Take the GLP-1 Fit QuizFrequently Asked Questions
How We Researched and Verified This Comparison
We take accuracy seriously — especially on health topics where bad information can lead to real harm.
Primary Sources
- Jastreboff AM, et al. "Tirzepatide Once Weekly for the Treatment of Obesity." New England Journal of Medicine 2022; 387:205-216 (SURMOUNT-1 trial)
- Jastreboff AM, et al. "Triple-Hormone-Receptor Agonist Retatrutide for Obesity — A Phase 2 Trial." New England Journal of Medicine 2023
- Eli Lilly and Company. TRIUMPH-4 topline results press release, December 11, 2025
- FDA Prescribing Information: Zepbound (tirzepatide) and Mounjaro (tirzepatide)
- FDA.gov: Warnings on unapproved GLP-1 drugs
- ClinicalTrials.gov: TRIUMPH-5 head-to-head trial (NCT06662383) and TRIUMPH program listings
- PMC Network Meta-Analysis: "Comparative Efficacy and Safety of Tirzepatide vs Retatrutide"

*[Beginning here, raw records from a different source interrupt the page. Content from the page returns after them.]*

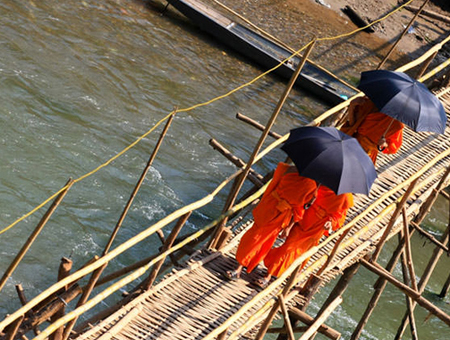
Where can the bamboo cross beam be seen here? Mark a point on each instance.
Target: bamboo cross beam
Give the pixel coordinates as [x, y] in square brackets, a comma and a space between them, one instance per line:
[416, 296]
[430, 237]
[301, 316]
[253, 176]
[437, 253]
[394, 217]
[257, 125]
[169, 242]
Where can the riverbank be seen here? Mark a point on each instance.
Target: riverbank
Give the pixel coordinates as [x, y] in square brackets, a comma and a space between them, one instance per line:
[347, 56]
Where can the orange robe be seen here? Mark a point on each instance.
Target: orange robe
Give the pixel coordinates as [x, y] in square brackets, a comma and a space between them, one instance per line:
[283, 201]
[306, 234]
[372, 127]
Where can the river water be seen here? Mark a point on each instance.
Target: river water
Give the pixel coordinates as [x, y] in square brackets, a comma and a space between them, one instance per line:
[82, 80]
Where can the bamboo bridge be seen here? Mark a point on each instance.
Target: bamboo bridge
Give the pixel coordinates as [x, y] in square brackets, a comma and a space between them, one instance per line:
[192, 300]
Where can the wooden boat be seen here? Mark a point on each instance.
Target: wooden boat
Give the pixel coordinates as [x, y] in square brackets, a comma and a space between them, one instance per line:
[262, 50]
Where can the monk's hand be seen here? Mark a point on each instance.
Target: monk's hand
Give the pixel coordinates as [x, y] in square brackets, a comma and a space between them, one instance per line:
[285, 233]
[382, 144]
[328, 226]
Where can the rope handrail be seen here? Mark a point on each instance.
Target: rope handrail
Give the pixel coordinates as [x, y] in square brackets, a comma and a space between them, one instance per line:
[38, 207]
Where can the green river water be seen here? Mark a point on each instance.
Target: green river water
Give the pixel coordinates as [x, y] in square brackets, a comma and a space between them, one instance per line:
[82, 80]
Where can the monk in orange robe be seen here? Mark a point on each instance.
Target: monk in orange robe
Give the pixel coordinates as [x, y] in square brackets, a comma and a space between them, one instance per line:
[374, 130]
[282, 205]
[327, 213]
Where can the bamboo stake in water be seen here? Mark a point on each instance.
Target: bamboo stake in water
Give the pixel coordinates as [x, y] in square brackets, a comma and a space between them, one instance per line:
[34, 234]
[237, 184]
[96, 274]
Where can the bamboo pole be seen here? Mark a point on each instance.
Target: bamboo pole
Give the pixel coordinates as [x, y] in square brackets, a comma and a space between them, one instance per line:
[409, 308]
[170, 218]
[167, 245]
[409, 277]
[445, 288]
[308, 320]
[381, 282]
[425, 65]
[160, 234]
[321, 318]
[402, 35]
[257, 125]
[34, 234]
[379, 288]
[12, 331]
[426, 207]
[96, 275]
[23, 301]
[425, 277]
[121, 283]
[394, 217]
[408, 252]
[430, 237]
[416, 296]
[64, 271]
[240, 180]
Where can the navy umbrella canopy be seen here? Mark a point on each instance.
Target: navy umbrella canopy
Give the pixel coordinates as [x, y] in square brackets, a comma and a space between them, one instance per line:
[331, 158]
[398, 95]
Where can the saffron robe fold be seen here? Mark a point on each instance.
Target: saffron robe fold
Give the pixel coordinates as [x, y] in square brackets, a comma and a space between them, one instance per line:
[307, 233]
[370, 125]
[282, 202]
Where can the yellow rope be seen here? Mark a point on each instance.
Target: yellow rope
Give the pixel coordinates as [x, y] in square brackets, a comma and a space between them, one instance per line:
[192, 108]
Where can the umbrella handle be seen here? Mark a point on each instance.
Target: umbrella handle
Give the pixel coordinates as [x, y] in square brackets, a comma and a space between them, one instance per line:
[310, 203]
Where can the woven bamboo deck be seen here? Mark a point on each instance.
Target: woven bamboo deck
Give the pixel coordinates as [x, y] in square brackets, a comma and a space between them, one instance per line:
[192, 301]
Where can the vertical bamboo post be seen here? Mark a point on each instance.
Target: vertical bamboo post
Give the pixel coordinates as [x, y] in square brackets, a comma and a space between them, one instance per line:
[64, 270]
[425, 208]
[445, 288]
[237, 184]
[408, 279]
[96, 274]
[24, 301]
[425, 277]
[392, 220]
[223, 335]
[402, 35]
[265, 326]
[287, 323]
[408, 253]
[340, 288]
[379, 286]
[425, 65]
[14, 327]
[169, 242]
[34, 234]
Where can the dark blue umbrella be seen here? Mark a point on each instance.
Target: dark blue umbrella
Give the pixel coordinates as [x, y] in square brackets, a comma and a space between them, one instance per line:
[398, 95]
[331, 158]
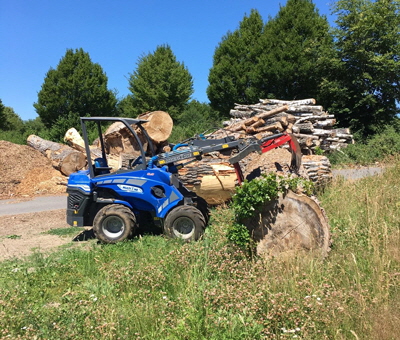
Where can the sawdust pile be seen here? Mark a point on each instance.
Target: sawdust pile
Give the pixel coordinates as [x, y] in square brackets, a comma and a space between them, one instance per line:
[26, 172]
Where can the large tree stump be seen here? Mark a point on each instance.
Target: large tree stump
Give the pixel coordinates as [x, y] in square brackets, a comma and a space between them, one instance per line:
[63, 158]
[290, 224]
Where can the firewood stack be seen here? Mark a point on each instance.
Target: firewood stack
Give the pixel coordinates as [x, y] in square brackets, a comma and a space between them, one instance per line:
[309, 123]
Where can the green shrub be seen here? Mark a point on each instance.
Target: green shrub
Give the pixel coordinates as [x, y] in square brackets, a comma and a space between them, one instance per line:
[251, 195]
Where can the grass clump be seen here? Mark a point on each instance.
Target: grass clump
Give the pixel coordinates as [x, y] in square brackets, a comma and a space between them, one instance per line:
[155, 288]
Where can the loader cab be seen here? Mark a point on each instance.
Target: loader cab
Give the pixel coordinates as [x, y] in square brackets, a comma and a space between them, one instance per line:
[98, 164]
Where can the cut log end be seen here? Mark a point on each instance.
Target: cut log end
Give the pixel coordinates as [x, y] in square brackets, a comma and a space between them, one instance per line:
[290, 224]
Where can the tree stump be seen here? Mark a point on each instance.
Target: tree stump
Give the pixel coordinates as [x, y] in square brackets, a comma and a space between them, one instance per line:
[289, 224]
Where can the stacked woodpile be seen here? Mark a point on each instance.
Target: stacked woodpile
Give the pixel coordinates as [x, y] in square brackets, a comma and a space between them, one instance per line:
[309, 123]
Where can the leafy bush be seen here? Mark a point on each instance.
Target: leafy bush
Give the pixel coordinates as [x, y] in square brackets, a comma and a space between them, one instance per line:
[249, 198]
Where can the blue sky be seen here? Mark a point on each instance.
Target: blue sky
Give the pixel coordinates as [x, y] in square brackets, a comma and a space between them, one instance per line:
[35, 34]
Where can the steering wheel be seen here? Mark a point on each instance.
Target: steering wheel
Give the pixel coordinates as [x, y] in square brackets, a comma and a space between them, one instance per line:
[137, 161]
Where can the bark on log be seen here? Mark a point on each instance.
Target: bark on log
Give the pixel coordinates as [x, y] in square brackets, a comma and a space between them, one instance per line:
[118, 139]
[290, 224]
[238, 126]
[64, 158]
[215, 181]
[305, 127]
[74, 140]
[159, 125]
[310, 101]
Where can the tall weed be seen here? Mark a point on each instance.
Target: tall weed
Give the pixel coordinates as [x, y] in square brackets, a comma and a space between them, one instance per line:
[154, 288]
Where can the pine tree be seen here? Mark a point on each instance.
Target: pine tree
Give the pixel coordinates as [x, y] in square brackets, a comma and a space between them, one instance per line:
[160, 82]
[234, 76]
[362, 86]
[294, 42]
[77, 87]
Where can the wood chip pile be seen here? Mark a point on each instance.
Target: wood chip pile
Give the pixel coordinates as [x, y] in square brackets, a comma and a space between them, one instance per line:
[310, 124]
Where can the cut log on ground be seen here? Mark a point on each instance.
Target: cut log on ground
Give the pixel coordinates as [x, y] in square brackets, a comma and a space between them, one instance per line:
[215, 179]
[118, 139]
[64, 158]
[159, 125]
[290, 224]
[212, 179]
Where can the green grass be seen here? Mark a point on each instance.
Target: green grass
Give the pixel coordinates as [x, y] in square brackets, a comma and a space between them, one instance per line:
[72, 231]
[382, 146]
[154, 288]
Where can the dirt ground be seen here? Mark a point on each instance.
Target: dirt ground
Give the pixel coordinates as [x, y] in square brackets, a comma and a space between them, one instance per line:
[26, 173]
[23, 234]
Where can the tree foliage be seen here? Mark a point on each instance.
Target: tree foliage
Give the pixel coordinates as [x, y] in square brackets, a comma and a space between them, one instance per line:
[77, 87]
[234, 76]
[280, 59]
[195, 119]
[2, 115]
[160, 82]
[362, 87]
[294, 42]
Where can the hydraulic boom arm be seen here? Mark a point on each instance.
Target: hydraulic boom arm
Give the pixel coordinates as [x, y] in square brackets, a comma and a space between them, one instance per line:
[195, 149]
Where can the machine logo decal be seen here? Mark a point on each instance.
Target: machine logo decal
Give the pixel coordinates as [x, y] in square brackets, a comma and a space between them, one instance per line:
[163, 205]
[130, 188]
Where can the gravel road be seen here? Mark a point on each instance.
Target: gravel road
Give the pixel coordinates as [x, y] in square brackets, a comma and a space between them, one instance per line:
[29, 205]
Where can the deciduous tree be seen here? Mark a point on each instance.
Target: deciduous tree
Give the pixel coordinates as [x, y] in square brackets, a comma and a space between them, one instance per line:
[362, 87]
[294, 43]
[160, 82]
[234, 76]
[77, 87]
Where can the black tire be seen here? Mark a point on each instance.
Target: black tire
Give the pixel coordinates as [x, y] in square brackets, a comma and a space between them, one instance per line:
[202, 205]
[114, 223]
[185, 222]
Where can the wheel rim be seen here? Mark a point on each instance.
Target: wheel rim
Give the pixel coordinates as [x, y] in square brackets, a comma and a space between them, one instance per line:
[183, 227]
[113, 227]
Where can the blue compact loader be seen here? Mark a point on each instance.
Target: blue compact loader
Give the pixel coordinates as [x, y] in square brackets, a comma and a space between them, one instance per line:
[148, 191]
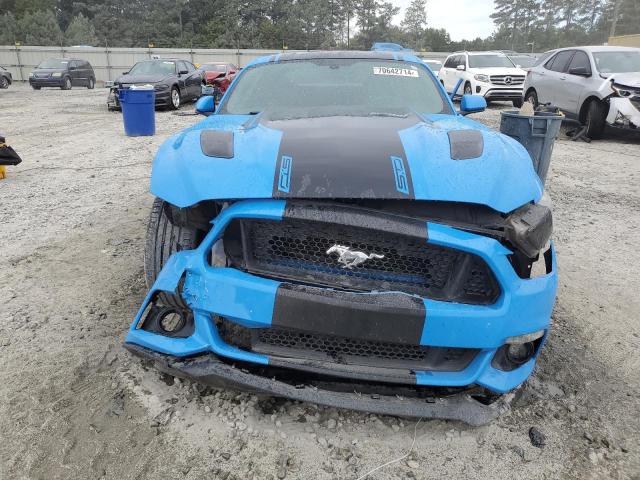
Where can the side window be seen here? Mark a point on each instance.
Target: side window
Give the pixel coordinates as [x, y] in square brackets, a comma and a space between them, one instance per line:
[580, 60]
[559, 62]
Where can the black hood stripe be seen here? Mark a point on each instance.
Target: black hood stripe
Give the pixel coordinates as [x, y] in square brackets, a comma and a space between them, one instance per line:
[342, 157]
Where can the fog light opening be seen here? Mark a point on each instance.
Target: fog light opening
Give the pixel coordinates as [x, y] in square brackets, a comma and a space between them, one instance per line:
[171, 321]
[520, 353]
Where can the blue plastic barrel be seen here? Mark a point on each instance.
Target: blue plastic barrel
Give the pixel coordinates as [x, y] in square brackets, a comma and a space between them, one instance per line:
[138, 111]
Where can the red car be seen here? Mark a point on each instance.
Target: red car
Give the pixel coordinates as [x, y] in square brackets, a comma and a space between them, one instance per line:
[219, 74]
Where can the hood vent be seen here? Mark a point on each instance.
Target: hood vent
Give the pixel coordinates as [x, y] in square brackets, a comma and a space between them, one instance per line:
[217, 143]
[466, 144]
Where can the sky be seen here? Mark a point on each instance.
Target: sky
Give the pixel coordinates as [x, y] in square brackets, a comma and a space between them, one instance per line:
[463, 19]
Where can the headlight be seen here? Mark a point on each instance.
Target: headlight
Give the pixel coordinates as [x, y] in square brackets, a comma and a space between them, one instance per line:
[529, 228]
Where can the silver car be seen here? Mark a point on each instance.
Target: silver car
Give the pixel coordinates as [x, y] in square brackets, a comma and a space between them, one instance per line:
[598, 86]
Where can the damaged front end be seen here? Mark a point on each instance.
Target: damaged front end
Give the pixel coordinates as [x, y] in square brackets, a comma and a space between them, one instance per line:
[447, 315]
[624, 103]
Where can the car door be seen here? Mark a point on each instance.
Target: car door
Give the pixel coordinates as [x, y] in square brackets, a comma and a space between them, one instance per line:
[574, 81]
[75, 73]
[182, 78]
[194, 80]
[548, 77]
[444, 71]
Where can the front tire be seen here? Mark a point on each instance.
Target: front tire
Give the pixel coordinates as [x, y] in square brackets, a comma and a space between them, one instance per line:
[595, 120]
[175, 98]
[163, 240]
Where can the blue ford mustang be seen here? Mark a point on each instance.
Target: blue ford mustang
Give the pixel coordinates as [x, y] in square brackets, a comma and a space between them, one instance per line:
[337, 233]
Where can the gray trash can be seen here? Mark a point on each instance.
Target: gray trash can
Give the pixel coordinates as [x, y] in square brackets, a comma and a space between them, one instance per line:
[537, 133]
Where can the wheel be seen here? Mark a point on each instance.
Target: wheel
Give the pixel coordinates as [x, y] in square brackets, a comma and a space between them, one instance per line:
[596, 115]
[532, 98]
[175, 98]
[164, 239]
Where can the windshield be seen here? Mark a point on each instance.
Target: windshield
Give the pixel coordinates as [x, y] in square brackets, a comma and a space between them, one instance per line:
[435, 66]
[489, 61]
[213, 68]
[524, 61]
[153, 68]
[617, 62]
[332, 87]
[52, 63]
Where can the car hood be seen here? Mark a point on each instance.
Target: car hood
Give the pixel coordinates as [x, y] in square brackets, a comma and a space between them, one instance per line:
[415, 157]
[141, 78]
[49, 70]
[499, 71]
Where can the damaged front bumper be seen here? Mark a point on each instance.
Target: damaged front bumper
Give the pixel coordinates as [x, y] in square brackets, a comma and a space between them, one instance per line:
[624, 112]
[461, 343]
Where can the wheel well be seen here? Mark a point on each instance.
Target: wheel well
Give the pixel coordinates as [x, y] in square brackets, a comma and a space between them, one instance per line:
[582, 115]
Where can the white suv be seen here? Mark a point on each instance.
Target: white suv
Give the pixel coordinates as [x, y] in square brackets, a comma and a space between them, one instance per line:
[490, 74]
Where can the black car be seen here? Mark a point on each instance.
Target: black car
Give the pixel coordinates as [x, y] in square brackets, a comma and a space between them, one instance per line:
[5, 78]
[175, 81]
[63, 73]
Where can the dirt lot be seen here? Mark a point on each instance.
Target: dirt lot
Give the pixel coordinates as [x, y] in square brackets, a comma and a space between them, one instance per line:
[75, 405]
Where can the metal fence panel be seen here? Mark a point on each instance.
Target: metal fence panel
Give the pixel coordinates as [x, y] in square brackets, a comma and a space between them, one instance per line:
[109, 63]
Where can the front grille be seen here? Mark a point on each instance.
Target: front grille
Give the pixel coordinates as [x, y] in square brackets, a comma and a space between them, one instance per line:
[515, 80]
[294, 249]
[329, 348]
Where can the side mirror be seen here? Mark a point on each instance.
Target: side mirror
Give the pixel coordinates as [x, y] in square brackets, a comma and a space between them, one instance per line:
[472, 104]
[205, 105]
[580, 71]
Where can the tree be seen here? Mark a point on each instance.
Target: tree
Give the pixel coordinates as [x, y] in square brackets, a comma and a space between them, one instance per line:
[80, 32]
[415, 22]
[39, 28]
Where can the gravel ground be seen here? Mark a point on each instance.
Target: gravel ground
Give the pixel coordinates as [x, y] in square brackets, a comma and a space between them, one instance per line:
[75, 405]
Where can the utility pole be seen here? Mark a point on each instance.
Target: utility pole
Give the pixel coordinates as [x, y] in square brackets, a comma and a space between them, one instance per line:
[614, 21]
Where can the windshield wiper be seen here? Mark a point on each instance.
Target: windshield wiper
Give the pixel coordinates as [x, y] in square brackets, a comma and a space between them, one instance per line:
[386, 114]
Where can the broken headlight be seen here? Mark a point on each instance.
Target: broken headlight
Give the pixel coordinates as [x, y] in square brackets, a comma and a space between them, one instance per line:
[529, 228]
[621, 91]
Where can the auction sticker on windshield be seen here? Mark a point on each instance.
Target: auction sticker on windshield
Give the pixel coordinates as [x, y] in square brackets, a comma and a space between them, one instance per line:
[395, 71]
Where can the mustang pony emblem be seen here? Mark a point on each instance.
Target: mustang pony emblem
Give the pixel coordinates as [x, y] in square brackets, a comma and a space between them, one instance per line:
[351, 258]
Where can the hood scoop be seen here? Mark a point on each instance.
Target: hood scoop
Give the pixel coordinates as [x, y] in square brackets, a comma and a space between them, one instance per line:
[465, 144]
[217, 143]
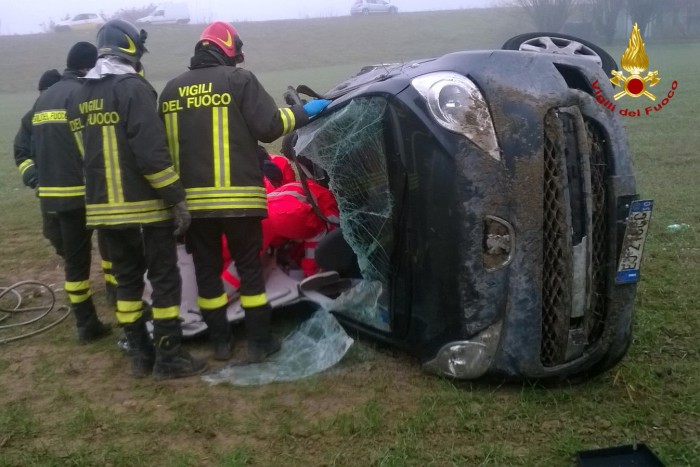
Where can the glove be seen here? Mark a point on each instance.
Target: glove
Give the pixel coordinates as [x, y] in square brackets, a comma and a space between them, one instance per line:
[315, 107]
[30, 177]
[272, 173]
[182, 218]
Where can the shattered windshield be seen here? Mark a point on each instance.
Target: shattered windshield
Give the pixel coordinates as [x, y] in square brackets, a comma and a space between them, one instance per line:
[350, 146]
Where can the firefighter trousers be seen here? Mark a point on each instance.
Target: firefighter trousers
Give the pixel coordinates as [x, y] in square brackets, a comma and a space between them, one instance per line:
[76, 246]
[151, 250]
[244, 241]
[51, 228]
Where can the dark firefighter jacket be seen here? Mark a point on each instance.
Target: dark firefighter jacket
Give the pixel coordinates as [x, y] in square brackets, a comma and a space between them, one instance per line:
[214, 116]
[129, 176]
[23, 146]
[56, 153]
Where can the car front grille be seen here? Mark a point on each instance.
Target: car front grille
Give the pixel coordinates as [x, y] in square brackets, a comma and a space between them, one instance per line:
[574, 236]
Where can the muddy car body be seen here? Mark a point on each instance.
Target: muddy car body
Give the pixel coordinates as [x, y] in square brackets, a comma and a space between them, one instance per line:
[485, 195]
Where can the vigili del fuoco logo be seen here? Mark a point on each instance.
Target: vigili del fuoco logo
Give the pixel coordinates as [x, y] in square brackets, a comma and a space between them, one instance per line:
[634, 61]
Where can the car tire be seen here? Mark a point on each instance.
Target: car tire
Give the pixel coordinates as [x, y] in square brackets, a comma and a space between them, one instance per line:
[550, 42]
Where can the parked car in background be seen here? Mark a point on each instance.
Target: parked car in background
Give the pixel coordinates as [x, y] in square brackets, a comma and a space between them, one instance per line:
[368, 7]
[80, 22]
[167, 13]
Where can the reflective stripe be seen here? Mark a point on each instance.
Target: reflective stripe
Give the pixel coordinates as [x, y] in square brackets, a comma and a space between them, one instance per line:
[79, 141]
[288, 120]
[166, 313]
[212, 303]
[220, 136]
[127, 306]
[49, 116]
[252, 301]
[127, 207]
[112, 169]
[140, 212]
[130, 317]
[163, 178]
[110, 279]
[25, 165]
[79, 298]
[130, 218]
[226, 191]
[77, 286]
[206, 204]
[171, 130]
[61, 191]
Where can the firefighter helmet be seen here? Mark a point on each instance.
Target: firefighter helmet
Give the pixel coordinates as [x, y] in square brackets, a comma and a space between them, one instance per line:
[225, 37]
[123, 39]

- Coskun T, et al. "Effects of retatrutide on body composition." Lancet Diabetes & Endocrinology 2025
- Eli Lilly Investor Relations: TRIUMPH program descriptions and timelines
What We Do Not Do
- We don't treat press releases as equivalent to peer-reviewed data (we label the evidence grade)
- We don't publish unofficial dosing guidance for investigational drugs
- We don't recommend gray-market sourcing under any circumstances
- We don't present indirect trial comparisons as head-to-head proof
Verification Table (March 2026)
| Fact | Status | Verified Against |
|---|---|---|
| Retatrutide FDA approval | Not approved | FDA.gov, Drugs.com |
| TRIUMPH-4 results | 28.7% weight loss (12 mg) | Eli Lilly press release, Dec 11, 2025 |
| Tirzepatide availability | Available by prescription | FDA-approved label |
| Zepbound pricing | $299–$699 (vials); $1,086 (list) | Zepbound.lilly.com |
| Head-to-head trial | TRIUMPH-5 ongoing | ClinicalTrials.gov NCT06662383 |
| Compounding status | Tirzepatide compounding restricted | FDA guidance |
| Dysesthesia signal | 20.9% at 12 mg in TRIUMPH-4 | Eli Lilly press release, Zepbound FDA label |
This content is for informational purposes only. It is not medical advice. Always consult a licensed healthcare provider before starting, stopping, or changing any medication. Weight loss medications should be used under medical supervision as part of a comprehensive plan that includes diet and physical activity.